Waters got his comeuppance as a solo artist a decade later when he toured under his own name, playing to half-full arenas while his former Floyd band-mates were selling out stadia a few miles down the road.
In 2011, Waters, Rush and Whitesnake are performing to sell out crowds across the world and, certainly, in the case of the first two names, they are as popular now as they’ve ever been.
Paul Rodgers of course is used to playing in front of thousands of punters too. I’ve seen him five times in the past eight years, once with Bad Company, twice with Queen and twice as a solo artist.
His three Arena gigs with BC and Queen were so popular, touts were selling tickets for twice the price on the nights of the concerts. It was the same when he played at the City Hall eight years ago, though capacity there meant demand was always going to exceed supply.
But on Monday night, at a concert which was at least the equal of any of those previous four in terms of quality, passion and set list, swathes of empty seats greeted Rodgers on his return to the North East.
What’s in a name?
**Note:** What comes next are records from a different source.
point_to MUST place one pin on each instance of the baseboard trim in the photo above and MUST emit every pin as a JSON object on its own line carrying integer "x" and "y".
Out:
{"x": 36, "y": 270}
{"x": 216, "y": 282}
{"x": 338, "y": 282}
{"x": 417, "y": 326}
Well, ticket sales would suggest quite a lot, though in fairness, Rodgers was forced to switch from the City Hall to the Arena to satisfy demand.
It’s just that demand wasn’t as strong as it had been when he carried the brand name of a band on the tickets.
If the likes of Rodgers, Waters and Rush have always refused to tick all those boxes which ensure bigger profiles and recognition in households around the planet, their music certainly hasn’t suffered for it.
And if such artists remain under the radar of music fans such as my pal Nosh, then surely that’s a price worth paying for retaining credibility, maintaining the respect of their devoted followers and continuing to churn out quality music when many of their once more famous contemporaries are either retired or are now playing in cabaret bars across the world.